確率の実験


「りょーちゃん、あのさあ」
「はい」
「ちょっと実験してもらいたいことがあるんだけど」
「え?」
 声をかけられて振り向くと同時に桂木さんは俺に小さな何かを投げてよこした。慌ててなんとか受け取って見ると何の変哲もない10円玉だ。
「10円玉?これをどうするんですか?」
「ねえ表だった裏だった?」
「え?」
 実験ってなんだろうと桂木さんを見ると逆に尋ねられた。表か裏か。
「ああ……、裏ですけど」
「そっかあ、残念だなあ。表が出るように念じてみたんだけど」
「はあそうですか」
 いや、わけがわからないなあ。
「で、実験って」
「さて問題です」
 桂木さんはまたポケットから10円玉らしきものを一枚取り出して真上に放り投げた。そしてそれをうまく両手で挟むようにして受け止めると10円玉を見せないように挟んだまま俺に差し出すように向けてみせた。
「こうやって10円玉を投げたとき、表が出るか裏が出るか、その確率は?」
「半々ですね」
 また質問に質問で返されたなあと思いながら答えると、桂木さんは手を開いた。寄って見ると、10円玉は図柄の描かれている方をこちらに向けている。
「そう。確かに、表が出るか裏が出るかの確率は半々、つまり二分の一だといわれている。けれども、それはただ何も考えず機械的に投げた場合の確率であって」
 桂木さんはもう一度同じように10円玉を投げて見せた。10円玉は今度は数字の書かれているほうをこちらに向けている。桂木さんはそれを見るとにやりと笑って俺を見上げた。
「こうやって、例えば表が出るように念じながら投げていれば、次第に表の出る回数の方が多くなっていくらしいんだよ。つまり、意識して確率を操作することができるというわけなんだけど。本当かなあ」
「…………」
 いや、そう言われても。
「で、りょーちゃんに実験してもらいたいんだけど」
「……なんでしょう」
 と尋ねつつなんだか嫌な予感がした。桂木さんが言おうとしている「実験」の内容が何となく分かったような気がする。
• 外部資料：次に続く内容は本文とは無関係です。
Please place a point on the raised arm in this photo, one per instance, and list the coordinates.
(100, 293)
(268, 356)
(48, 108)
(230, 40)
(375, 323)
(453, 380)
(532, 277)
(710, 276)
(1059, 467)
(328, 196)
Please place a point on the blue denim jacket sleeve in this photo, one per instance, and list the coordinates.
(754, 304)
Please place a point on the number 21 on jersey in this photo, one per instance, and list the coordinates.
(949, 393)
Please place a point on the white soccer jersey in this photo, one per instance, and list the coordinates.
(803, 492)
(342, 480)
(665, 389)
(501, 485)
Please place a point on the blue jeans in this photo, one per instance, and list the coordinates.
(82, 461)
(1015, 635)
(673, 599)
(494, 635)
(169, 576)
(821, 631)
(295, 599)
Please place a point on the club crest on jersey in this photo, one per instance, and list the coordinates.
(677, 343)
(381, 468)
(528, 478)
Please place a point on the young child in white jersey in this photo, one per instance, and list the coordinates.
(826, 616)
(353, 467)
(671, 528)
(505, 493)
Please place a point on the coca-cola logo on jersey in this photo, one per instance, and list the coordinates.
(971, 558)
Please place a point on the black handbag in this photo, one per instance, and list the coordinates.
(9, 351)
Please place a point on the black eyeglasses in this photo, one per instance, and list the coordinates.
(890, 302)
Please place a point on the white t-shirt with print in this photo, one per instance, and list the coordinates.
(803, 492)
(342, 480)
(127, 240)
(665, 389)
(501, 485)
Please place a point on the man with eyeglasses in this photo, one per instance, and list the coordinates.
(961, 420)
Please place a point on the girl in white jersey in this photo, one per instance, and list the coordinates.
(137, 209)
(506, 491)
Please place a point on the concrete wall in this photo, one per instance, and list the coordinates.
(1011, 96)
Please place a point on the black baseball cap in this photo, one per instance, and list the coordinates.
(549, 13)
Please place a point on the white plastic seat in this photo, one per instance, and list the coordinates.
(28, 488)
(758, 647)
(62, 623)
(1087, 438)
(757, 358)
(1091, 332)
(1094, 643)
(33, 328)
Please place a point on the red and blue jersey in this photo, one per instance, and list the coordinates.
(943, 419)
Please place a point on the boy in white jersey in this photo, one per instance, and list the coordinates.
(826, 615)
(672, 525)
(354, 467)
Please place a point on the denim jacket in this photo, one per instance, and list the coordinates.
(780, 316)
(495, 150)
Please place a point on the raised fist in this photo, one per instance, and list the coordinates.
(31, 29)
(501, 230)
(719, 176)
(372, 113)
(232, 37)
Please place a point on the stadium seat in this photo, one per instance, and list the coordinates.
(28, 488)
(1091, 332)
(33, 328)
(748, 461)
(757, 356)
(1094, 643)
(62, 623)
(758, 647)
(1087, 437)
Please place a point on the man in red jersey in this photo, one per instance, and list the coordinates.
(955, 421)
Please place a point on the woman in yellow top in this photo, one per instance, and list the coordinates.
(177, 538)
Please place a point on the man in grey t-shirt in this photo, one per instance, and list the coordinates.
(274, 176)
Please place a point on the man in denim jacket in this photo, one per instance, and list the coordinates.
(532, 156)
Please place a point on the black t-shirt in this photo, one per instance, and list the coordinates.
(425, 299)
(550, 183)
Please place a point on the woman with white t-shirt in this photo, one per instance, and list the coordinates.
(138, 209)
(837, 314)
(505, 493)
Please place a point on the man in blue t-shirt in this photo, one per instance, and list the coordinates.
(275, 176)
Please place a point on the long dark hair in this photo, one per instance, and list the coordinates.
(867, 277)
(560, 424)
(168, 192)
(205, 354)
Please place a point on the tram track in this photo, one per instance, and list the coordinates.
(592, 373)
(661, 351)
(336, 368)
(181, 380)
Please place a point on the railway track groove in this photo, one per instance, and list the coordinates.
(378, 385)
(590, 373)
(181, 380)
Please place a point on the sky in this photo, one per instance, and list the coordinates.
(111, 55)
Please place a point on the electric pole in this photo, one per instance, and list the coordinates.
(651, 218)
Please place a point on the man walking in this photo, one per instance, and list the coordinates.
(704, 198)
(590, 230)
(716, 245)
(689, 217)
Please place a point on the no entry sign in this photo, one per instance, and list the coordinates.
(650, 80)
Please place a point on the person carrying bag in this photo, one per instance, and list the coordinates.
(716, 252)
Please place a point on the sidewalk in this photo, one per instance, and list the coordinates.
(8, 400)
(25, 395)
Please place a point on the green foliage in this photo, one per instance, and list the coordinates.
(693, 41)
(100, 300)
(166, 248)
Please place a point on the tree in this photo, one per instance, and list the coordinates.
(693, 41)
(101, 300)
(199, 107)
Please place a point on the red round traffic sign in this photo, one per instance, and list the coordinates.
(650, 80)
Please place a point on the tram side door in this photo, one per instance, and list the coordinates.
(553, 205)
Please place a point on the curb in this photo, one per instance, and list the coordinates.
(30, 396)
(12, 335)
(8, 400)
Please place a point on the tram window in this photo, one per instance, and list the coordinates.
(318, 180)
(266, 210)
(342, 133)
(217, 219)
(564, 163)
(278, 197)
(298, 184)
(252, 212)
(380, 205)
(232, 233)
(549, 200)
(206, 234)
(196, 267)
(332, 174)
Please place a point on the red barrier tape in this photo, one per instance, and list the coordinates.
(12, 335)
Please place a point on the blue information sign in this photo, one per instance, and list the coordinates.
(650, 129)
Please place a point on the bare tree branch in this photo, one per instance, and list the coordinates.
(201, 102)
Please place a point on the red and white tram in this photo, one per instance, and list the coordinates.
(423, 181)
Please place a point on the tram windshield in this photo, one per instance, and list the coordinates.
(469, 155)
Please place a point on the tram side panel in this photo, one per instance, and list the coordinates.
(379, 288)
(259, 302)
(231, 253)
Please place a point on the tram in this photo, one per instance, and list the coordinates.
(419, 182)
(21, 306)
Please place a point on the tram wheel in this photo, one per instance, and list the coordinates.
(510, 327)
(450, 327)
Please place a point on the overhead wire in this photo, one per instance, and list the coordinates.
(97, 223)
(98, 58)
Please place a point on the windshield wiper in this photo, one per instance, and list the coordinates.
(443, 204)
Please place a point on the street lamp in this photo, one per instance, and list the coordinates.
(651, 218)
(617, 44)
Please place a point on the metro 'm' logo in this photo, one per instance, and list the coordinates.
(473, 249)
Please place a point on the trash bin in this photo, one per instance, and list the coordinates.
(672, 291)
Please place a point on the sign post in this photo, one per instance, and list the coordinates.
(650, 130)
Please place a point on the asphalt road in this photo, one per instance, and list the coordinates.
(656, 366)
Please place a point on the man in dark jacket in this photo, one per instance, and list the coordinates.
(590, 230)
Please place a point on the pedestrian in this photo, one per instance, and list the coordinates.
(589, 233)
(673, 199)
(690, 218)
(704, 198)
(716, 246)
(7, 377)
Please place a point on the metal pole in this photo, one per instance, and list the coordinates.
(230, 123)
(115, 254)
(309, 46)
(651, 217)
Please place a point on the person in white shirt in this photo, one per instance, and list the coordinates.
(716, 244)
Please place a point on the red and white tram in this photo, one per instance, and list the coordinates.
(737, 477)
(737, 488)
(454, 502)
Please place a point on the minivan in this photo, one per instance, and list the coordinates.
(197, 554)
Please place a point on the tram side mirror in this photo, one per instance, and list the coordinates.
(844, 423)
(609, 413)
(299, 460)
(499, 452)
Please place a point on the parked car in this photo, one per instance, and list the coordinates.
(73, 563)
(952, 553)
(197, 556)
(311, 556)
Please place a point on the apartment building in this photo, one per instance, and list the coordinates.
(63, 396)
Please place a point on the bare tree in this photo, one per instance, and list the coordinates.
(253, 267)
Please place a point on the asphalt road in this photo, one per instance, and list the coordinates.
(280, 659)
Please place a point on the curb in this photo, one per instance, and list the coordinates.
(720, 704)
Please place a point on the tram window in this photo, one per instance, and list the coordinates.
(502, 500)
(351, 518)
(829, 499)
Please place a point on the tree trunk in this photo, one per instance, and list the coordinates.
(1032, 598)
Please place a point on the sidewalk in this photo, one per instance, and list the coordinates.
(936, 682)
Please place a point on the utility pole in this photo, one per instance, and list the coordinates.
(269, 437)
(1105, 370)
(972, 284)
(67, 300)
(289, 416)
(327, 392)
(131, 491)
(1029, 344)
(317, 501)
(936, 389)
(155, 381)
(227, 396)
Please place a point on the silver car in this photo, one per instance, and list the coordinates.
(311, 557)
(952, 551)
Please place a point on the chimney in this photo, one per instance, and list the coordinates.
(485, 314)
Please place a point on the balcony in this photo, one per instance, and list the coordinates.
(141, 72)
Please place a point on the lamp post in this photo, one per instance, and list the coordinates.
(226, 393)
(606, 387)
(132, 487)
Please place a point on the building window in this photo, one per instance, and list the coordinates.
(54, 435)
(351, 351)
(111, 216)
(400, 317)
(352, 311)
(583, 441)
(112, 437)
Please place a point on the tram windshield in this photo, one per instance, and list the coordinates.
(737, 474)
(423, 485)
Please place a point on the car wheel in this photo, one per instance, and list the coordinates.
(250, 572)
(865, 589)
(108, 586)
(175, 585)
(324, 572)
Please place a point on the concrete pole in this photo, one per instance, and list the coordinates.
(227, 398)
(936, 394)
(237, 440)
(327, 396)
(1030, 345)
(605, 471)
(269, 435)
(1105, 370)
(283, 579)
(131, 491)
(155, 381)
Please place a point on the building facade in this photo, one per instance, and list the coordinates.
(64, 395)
「その10円玉を、とりあえずまずは何も考えずに1000回ぐらい、次は表が出るように念じながら1000回ぐらい、それぞれ投げて統計取ってくれる?あ、別に裏でもいいけど」
 そしてほぼ予想通りの答えが返ってきて、俺はちょっと帰りたくなった。
「……1000回づつですか」
 合計2000回かよ。
「もっと多くてもいいよ。多ければ多いほどいいデータがとれそうだし」
 けれども少なくするのはいけないらしい。俺は溜め息をついてとりあえず一回投げてみた。
「ところで桂木さん」
「なに?」
「10円玉の表ってどっちだか知ってます?」
「え?数字が書いてある方でしょ?」
「違いますよ。そっちは裏です」
「え、嘘!?俺ずっと逆だと思ってた!」
 手の中の10円玉はまたこちらに裏を向けていた。